Prix du meilleur roman jeunesse américain attribué par l’American library Association en 2012, ce roman mêle habilement chronique sociale et histoire policière rocambolesque, sur un fonds historique extrêmement fouillé et avec un humour souvent décapant .

Norvelt est une petite ville américaine fondée pendant la Grande Dépression par Eleanor Roosevelt  (d’où son nom) dans un esprit d’égalité et de solidarité.

En 1962, Norvelt se meurt et son idéal aussi, sauf pour quelques uns, dont la mère de Jack,qui cultive du maïs sur son champ pour venir en aide aux nécessiteux . Le père de Jack préfère en faire une piste d’aviation et ordonne à son fils, onze ans, de tondre ledit maïs  … Colère de la maman qui punit Jack pour toute la durée des grandes vacances: il ne sortira pas de la maison sauf pour aider son père à creuser un abri antiaérien (c’est la guerre froide)!

Mais, solidarité oblige, le voilà  délesté de sa punition pour aider une  vieille voisine . Ancienne infirmière, elle s’occupe de rédiger les nécrologies pour le journal local. Elle a surtout le souci de transmettre l’histoire de la ville, et ses notices prennent un ton très personnel ; comme elle ne peut plus écrire à cause des douleurs dans ses mains, Jack écrit à sa place,et lui sert également de chauffeur , la vieille dame n’en est pas à une transgression près …

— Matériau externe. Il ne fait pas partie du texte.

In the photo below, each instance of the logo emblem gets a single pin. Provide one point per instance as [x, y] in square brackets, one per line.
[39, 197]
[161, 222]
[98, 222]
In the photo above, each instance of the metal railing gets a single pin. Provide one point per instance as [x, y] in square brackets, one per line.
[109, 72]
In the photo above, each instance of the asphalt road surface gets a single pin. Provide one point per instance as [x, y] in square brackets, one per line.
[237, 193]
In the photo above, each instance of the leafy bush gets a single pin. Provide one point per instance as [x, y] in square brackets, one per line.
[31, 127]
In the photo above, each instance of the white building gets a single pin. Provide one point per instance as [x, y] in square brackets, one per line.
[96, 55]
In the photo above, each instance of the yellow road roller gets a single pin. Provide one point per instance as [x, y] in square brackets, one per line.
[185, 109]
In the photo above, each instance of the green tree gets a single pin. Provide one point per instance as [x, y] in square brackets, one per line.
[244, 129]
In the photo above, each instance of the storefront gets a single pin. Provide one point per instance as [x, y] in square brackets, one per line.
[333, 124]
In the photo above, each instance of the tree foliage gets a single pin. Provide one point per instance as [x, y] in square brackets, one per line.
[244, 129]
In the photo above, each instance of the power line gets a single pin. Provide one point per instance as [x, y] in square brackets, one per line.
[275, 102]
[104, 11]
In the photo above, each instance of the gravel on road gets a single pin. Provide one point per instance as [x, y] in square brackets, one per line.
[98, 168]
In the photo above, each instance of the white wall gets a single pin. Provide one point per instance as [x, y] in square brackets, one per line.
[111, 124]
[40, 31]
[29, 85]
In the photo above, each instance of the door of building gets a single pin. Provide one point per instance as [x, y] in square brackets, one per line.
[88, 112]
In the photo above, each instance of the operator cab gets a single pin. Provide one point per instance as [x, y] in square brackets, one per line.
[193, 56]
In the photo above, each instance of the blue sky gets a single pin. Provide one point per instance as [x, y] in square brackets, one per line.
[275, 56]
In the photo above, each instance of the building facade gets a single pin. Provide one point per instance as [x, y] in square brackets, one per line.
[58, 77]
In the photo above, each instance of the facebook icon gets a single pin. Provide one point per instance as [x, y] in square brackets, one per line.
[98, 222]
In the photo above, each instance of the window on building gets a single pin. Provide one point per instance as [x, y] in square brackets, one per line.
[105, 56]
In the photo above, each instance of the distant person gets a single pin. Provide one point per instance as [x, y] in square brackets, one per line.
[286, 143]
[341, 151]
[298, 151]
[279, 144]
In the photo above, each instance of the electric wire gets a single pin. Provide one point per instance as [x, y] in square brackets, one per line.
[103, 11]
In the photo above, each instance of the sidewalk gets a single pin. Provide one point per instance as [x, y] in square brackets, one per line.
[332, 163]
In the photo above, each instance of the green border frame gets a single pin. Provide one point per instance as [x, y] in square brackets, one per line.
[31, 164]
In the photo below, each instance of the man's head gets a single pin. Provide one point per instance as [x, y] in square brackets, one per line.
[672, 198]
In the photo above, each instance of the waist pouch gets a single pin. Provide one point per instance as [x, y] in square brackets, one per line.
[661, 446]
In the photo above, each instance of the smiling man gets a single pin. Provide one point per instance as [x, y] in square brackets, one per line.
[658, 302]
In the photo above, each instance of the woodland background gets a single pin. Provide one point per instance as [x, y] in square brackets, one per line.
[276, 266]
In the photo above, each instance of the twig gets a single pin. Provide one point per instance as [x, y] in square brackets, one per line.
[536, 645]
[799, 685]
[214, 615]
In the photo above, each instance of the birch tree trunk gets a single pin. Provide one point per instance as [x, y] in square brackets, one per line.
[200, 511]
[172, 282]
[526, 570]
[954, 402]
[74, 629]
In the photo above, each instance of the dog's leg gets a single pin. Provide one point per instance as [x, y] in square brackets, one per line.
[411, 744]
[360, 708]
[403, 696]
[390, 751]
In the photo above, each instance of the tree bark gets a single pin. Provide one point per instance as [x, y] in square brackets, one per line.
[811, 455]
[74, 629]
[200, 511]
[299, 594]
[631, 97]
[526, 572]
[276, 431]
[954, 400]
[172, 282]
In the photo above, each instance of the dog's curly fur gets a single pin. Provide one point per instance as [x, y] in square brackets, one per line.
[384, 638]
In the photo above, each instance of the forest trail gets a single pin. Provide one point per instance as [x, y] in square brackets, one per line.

Or, durant l’été , les huit dernières habitantes originelles de la ville tombent comme des mouches, à tel point que ça paraît bizarre…

Cet été là s’annonçait mortel d’ennui à cause de la punition , il est véritablement mortel pour les huit femmes et sera surtout  « mortel », c’est à dire  « palpitant» . Car Jack, qui apparait au début du livre comme plutôt émotif (il saigne du nez à tout propos) va s’affirmer au fil des pages , pour  finalement permettre de résoudre cette étrange énigme , clouant le bec de sa meilleure amie très moqueuse .

Plein d’humour, Mon été mortel est le prétexte à mettre en scène des personnages singuliers et attachants et cette ville de Norvelt, projet utopique, qui est un personnage en soi.